Relativity and Data Analysis
Introduction
It must be clearly understood that people and some professionals sometimes are taken away by the technical noise used to describe terminologies that come and go. Data analysis had been there for years. What changed are the applications and tools used to enhance insights.
Tools for the Profession
It is interesting that people are failing to understand the difference between data analysis as a skill and skills for the tools used for data analysis. Data analysis is the ability to produce information from collated data to answer business questions. The information is then used to produce insights about resolving those business questions. Data analysis is not just producing information but is answering those questions that need to be answered about the performance of a business. If the business people do not ask good questions, the data analysis will not produce valuable information for the organisation. Imagine if you just ask how many clients did not pay their dues this month? This question is answered by simply using a query that focuses on payment done or not done. The real questions should be asking questions about the business performance? My observations are that organisations are more interested in people who know the tools and not searching for candidates who know how to ask the right questions for data insights. Knowing SAS, R, Tableau, SQL, etc, is not that important for me as an analyst, what is and should be important is to understand how data results are used to produce insights about the business operations. It must be also noted that not all data analyst from different industries and sectors must have same skill-sets. An academic data analyst can not be same as a data analyst from a manufacturing company, banking sector or entertainment business. What is common for all are the tools they use but the analysis and insights are different. What makes the company strategic is the difference of its people's skill-sets. This is why real strategic companies are hesitant to use consultancy for their core strategic business operations because they will not be competitive enough if using consultancy firms because the consultants will be using similar approaches for companies in the same industry.
Use of Technical Jargon to confuse People
In data analysis, individuals must be computer skilled in the tools needed for the data retrieval, preparation and organisation. They must understand statistics concepts, they must understand databases for storage especially to be able to do the preparation of the data. Then comes the analysis, this part requires a set of things. One needs to understand how to answer the business question and know the maximum and the minimum level of a good answer to a business question. A real analyst should be able to understand what is the purpose of that data analysis process. The insights needed from the data should be not known when data has been collated and analysed because that is mining. To put the procedures into perspective, people should not just use technical jargon as a way of complicating things. Up to this date there are few organisations that really understand what skills are required in a data analyst because they always follow what the recruitment companies consider and not really understand what they want. It is of no use to hire a data analyst who does not change the organisation way of thinking when it comes to data decisions. A company with a good data analyst should not say, "we think the problem was ..." , they must know for sure because the data will be there to give concrete evidence.
Conclusion
Data analysis is a skill that is unique and requires making sense from data and link it to business goals and aims. Knowledge of tools is important but one can be a good user of those tools and not producing the correct results. The blame will be given to those who will try to make sense of the data yet the best thing to do is to ask the correct questions and data is manipulated and analysed to resolve those problems. Those routine obvious questions are within what I term as the minimum or lower level of general knowledge about any business. This reminds me of my professor who used to say, "Ask the correct questions to be outstanding."
One size fits all as they say.
Well put
Cont'd. This of course cannot be underrated, and also without taking careful measures or major concern(s) of the great risk change factors due to Cybersecurity threats.
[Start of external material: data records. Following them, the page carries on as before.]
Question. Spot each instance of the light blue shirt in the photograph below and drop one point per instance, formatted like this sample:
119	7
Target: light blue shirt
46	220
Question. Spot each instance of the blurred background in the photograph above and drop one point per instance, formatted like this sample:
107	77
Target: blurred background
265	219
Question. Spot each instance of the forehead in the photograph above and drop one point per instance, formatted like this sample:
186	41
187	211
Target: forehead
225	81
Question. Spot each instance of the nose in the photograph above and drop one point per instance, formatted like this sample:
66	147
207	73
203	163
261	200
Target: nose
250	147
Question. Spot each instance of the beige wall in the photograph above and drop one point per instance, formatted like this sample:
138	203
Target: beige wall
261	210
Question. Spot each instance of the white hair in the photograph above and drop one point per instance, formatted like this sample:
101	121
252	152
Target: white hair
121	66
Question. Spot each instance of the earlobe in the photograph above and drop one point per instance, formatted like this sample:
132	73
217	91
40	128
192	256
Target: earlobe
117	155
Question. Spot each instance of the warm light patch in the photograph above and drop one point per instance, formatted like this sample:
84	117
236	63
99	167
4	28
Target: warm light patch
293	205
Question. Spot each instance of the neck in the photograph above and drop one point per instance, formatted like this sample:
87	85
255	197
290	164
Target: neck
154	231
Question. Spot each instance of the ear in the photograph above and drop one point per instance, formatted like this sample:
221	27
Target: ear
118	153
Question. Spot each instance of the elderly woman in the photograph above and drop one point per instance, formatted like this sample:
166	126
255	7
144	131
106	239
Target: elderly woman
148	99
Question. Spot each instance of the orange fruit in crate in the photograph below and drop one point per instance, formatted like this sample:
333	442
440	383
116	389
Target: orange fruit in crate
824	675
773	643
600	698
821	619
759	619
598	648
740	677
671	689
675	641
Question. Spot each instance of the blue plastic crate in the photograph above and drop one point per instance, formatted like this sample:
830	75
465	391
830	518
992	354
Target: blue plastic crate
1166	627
Well Said.Data Analysis goes back to basics: were the right questions asked? That is the 'Data collection process', its quality in terms of accurate data collection, the degree of bias, and how it is manipulated to be used or be useful information for business decision making.Totally agree on this one: the caliber of personal (tech-data filtering expertise in both analytical skills and the use of advanced toolkits) is crucial. Besides the tools, the tricky part is also in the strategic use of new data analytical skill sets which are embedded in the ever changing softwares/coding languages that have to keep up with the continuous dynamic changing trends in the different business models, new innovations, the unpredictable new virtual/augmented reality technologies that are part of the ever accelerating digital, and artificial intelligence platforms.Keeping up with this constant change is a nightmare, a big challenge for most data analysts as how to compile meaningful protracted decision making in any agile business sector; where/when in actual fact that information only lasts for nanoseconds before new multiple trends are set in any business format data analysis environment.